I recently found my soulmate in a hat.
I don’t really know what happened. The other day I was dehydrated and felt pretty nauseated, so I got in the car, cranked up the air con, blasted Sheryl Crow as loud as my car’s speakers would go without crackling (but Sheryl’s got some bass yo) and found myself at my Akubra dealer.
I spent a fair hunk of time with the salesman trying to work out what suited my needs. Because, while my head was pretty easy to fit, my needs were complicated. I didn’t really need the hat per say, but I was feeling fragile and I wanted it. My needs were strictly frivolous and spiritual.
I don’t really know how to explain that to a sales assistant. How do you ask another person to suggest a hat that is an extension of your soul? How do you phrase “I want a hat that would look poignant on my rustic headstone” without sounding insane? Because these hats are generally for agricultural people, but I had a higher purpose for mine.
I didn’t want to tell him that I grew up “in town” and the height of my agricultural experience was dumping fodder in a bathtub-cum-trough and sprinting to the gate because I was convinced the calf that lived in our spare paddock had a vendetta against me (I got mine in the end though, literally eating the flesh of my enemy).
You see, I’m from the country, but I’m not from a farm. My parents came out here for the cheap land and stayed for what I can only imagine was the heavily discounted peanut shell mulch and the hot chooks a surly legend called Barry would sell. I don’t have sheep to muster or crops to harvest.
I guess I just liked the idea of having a signature hat. Sure, sun safety is important and my skin is so pale that my neck is going to look like the skin that forms on custard when I’m 40. But it wasn’t about that. What I wanted was to be identified by a hat. Like if my plane disappeared over the ocean and my hat washed up ashore. I would want someone to see it and crumble into a fit of tears.

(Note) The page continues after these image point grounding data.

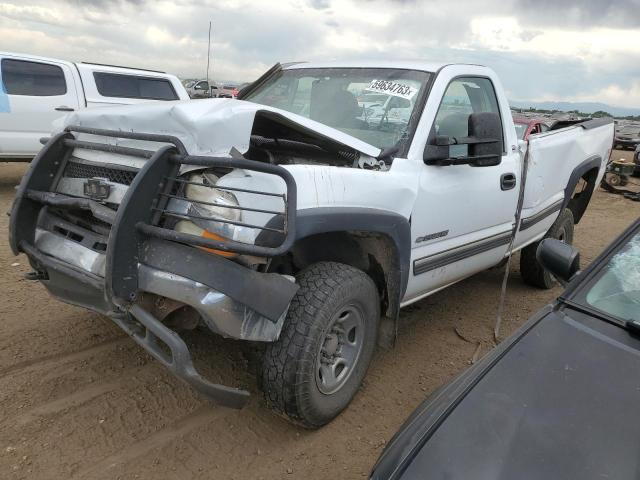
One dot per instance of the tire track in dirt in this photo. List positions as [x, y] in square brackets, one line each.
[79, 397]
[77, 355]
[199, 418]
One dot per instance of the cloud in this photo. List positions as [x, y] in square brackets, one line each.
[542, 50]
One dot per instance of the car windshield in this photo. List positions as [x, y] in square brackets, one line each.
[616, 290]
[521, 129]
[375, 105]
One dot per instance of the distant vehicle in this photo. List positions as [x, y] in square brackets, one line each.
[529, 126]
[229, 91]
[556, 400]
[36, 91]
[627, 137]
[203, 89]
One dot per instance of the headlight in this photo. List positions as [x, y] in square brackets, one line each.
[204, 204]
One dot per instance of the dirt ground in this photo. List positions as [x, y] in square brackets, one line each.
[79, 399]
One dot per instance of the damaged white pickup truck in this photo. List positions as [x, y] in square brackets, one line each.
[303, 216]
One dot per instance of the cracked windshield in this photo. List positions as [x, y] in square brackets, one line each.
[376, 106]
[617, 292]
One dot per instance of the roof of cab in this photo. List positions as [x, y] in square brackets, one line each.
[398, 64]
[88, 65]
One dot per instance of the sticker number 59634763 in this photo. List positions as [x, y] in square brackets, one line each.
[396, 89]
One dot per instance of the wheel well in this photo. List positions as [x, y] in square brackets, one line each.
[581, 194]
[373, 253]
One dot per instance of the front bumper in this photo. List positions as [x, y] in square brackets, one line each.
[111, 272]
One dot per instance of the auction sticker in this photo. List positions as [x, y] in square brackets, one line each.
[389, 87]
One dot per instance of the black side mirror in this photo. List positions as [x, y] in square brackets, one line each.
[484, 140]
[558, 258]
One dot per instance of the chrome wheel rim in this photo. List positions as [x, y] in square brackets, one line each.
[340, 349]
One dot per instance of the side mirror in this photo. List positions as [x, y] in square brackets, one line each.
[558, 258]
[484, 142]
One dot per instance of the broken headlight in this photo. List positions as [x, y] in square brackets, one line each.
[208, 210]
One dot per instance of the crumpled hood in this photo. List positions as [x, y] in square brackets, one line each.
[205, 127]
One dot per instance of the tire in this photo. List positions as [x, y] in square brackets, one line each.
[531, 271]
[291, 369]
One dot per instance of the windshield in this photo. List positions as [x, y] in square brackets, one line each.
[375, 105]
[616, 290]
[521, 129]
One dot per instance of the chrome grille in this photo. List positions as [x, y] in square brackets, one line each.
[122, 175]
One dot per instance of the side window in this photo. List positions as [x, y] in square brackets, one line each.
[302, 95]
[32, 78]
[463, 97]
[132, 86]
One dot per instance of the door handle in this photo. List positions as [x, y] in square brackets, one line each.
[507, 181]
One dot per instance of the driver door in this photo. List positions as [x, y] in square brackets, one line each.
[462, 219]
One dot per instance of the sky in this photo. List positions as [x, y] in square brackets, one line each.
[544, 50]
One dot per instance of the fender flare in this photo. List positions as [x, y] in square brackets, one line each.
[312, 221]
[594, 161]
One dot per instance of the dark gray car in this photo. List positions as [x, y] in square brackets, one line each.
[557, 400]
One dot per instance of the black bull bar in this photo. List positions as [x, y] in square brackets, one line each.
[137, 237]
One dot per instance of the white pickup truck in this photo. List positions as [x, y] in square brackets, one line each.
[292, 218]
[36, 91]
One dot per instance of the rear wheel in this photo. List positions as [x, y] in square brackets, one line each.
[531, 271]
[317, 365]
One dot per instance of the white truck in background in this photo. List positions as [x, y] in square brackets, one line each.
[35, 91]
[291, 218]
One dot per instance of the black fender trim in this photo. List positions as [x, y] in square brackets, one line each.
[312, 221]
[595, 161]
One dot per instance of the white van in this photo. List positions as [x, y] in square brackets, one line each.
[35, 91]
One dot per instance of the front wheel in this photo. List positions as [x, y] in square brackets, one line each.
[314, 369]
[532, 272]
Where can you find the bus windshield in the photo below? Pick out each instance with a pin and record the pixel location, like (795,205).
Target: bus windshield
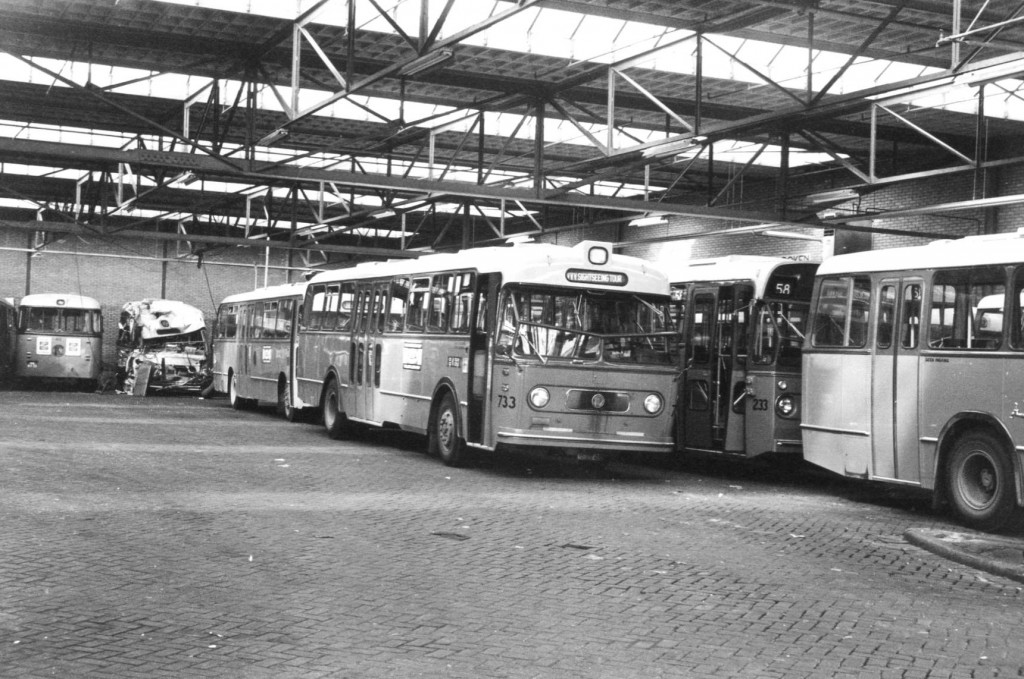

I don’t know how I got here. It was a strange journey. People stopped wearing hats as soon as they left school. For some reason, wearing a hat wasn’t cool – but for some reason ear stretchers were, go figure. The No Hat, No Play rule was the bane of our existence. Teachers didn’t seem to care that you could potentially asphyxiate on that whole donut you shoved in your mouth during an eating race or the innocent but disturbing display of sexual harassment in the school yard during kiss’n’catch, but if your hat fell off your head even for a second, a teacher would be on to you quick smart. Somewhere along the line, the idea of practical yet stylish sun protection crept into my head, built a nice three bedroom brick house and settled in. Maybe it was love of playing up to the country stereotype to my Sydney friends, maybe it was my desire to stop the part in my hair being forever pink, or maybe it was my yearning to have a wide-brimmed stamp of authority. But I found myself ending up on the Akubra website, trawling through the company’s Instagram feed, drooling over each picture in the dead of night too many times to ignore the call. And with my tax return burring a hole in my pocket and my credit card debt FINALLY paid off, I was in the mood to be reckless with my money but sensible with my purchasing.
Eventually the world’s most patient salesman and I can come to a consensus: a dusty dark brown cattleman.
Looking back, it was so simple, poetic even. Dusty was how I felt at the time. Dark, well that’s the general shade of my soul. Brown is essentially my trademark. As the only brunette amongst three blonde sisters, it was my identity: My oldest sister was The Smart One, my second sister was The Pretty One, my younger sister was The Cute One and I was The Brown One. Sure, it was comically soul crushing but at least it made me memorable to senile, vision impaired relatives. Then there was the Cattleman aspect – while not a legit cattleman, I did technically feed one once so it still counts.
It all fit. It was fate. It was me. And I’m not saying that Australiana headgear makes miracles, but when I walked out of that shop I didn’t need to vom anymore.